Liver function tests (Plasma proteins)


Plasma proteins:

Since liver synthesize almost all the plasma proteins however, albumin, prealbumin, coagulation proteins and immunoglobulins are of diagnostic significance.

Albumin:

This is the major plasma protein synthesized exclusively by liver. Liver produces 12 g of albumin per day. It has half-life of 21 days. It is responsible for maintaining plasma oncotic pressure and binds several hormones, anions, drugs, fatty acids, etc. So, in liver disease albumin decreases although other conditions are also responsible for this like poor dietary intake.  

Prothrombin time and coagulation factors:

Prothrombin time measures the rate at which prothrombin is converted to thrombin in the presence of thromboplastin, calcium, fibrinogen and other coagulation factors (V, VII and IX). In turn thrombin leads to conversion of fibrinogen to fibrin. Prothrombin, V, VII, X, X require vitamin K to become active and are synthesized in liver. PT is replaced by INR. This is derived by dividing the PT of patient by that of control. Thus, normal INR is 1 (<1.2).

In liver disease there is prolonged PT. First, damaged liver cannot synthesize clotting factors. Second, since vitamin K is fat soluble vitamin, it may be deficient due to impaired fat absorption during obstructive jaundice. This is remediable by parenteral administration of vitamin K and return of INR to normal range within 18h indicates obstructive jaundice, failure to respond implies severe parenchymal disease. Since, the half-life of PT is 6h so INR measurement may be reliable indicator of liver damage.

α-Fetoprotein:

This is fetal equivalent of albumin and ceases shortly after birth.

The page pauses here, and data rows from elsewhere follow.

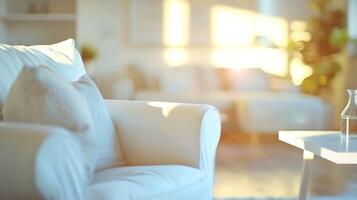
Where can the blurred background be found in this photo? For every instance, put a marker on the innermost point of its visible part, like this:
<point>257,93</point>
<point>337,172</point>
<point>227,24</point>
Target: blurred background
<point>267,65</point>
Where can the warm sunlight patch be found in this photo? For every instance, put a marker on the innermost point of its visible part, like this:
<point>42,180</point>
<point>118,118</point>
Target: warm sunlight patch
<point>176,22</point>
<point>166,107</point>
<point>175,57</point>
<point>271,60</point>
<point>299,71</point>
<point>232,26</point>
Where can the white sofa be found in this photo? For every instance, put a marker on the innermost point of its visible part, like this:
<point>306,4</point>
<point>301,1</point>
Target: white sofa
<point>169,147</point>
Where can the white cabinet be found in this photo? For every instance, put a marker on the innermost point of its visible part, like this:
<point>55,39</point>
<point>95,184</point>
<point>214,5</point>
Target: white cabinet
<point>37,21</point>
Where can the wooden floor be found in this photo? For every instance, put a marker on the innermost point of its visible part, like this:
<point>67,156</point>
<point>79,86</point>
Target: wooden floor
<point>253,165</point>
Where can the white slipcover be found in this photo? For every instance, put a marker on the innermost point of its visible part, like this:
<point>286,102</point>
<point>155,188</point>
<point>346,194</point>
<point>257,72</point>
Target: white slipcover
<point>171,145</point>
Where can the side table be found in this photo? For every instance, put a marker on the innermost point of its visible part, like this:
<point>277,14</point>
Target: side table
<point>326,144</point>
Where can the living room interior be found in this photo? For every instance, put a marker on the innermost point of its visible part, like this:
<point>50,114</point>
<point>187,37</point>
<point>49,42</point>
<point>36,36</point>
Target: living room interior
<point>203,99</point>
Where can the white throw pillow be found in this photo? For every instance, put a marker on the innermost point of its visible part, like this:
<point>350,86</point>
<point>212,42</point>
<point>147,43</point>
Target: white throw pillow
<point>109,151</point>
<point>41,96</point>
<point>63,58</point>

This is seen in patient with hepatocellular carcinoma.

α1-Antitrypsin

This is major α1 globulin and responsible for 90% plasma tryptic inhibitory capacity. AAT deficiency is the major cause of chronic liver disease in children.

Transferrin:

This is the major circulating iron binding protein and correlates with total iron binding capacity of plasma. In hereditary haemochromatosis the saturation is between 55% and 100% compared to reference 30-40%. It is also synthesized by liver and has short half life.

Transferrin is glycoprotein containing up to nine terminal sialic acid residues. In healthy individuals the trisialo, tetrasialo and pentasialo forms predominate. Alcohol consumption inhibits glycation of several glycoproteins, including transferrin, in alcoholics plasma transferrin often lacks up to four of these sialic acid residues resulting in asialo –and disialotransferrins, collectively termed carbohydrate deficient transferrin (CDT). CDT measurement has been proposed as a marker of excessive alcohol consumption.

Ceruloplasmin:
 
This copper containing protein in plasma has oxidase activity including ferroxidase activity essential for oxidation of ferrous to ferric form. It has single polypeptide chain with 6 copper atoms but less turnover, thus it is not copper transporter as transferrin that transports iron. It plays an important role in diagnosis of Wilson’s disease since, in this condition, it is virtually absent in plasma.

Acute phase reactants:

In response to tissue damage, there is increase in hepatic synthesis of several proteins, notable CRP, antichymotrypsin, fibrinogen and ceruloplasmin.

Immunoglobulins:

Elevated plasma level is seen during inflammatory process. Globulin = (Total protein – albumin). IgG is elevated in autoimmune hepatitis, IgM in primary biliary cirrhosis, IgA in alcoholic liver disease.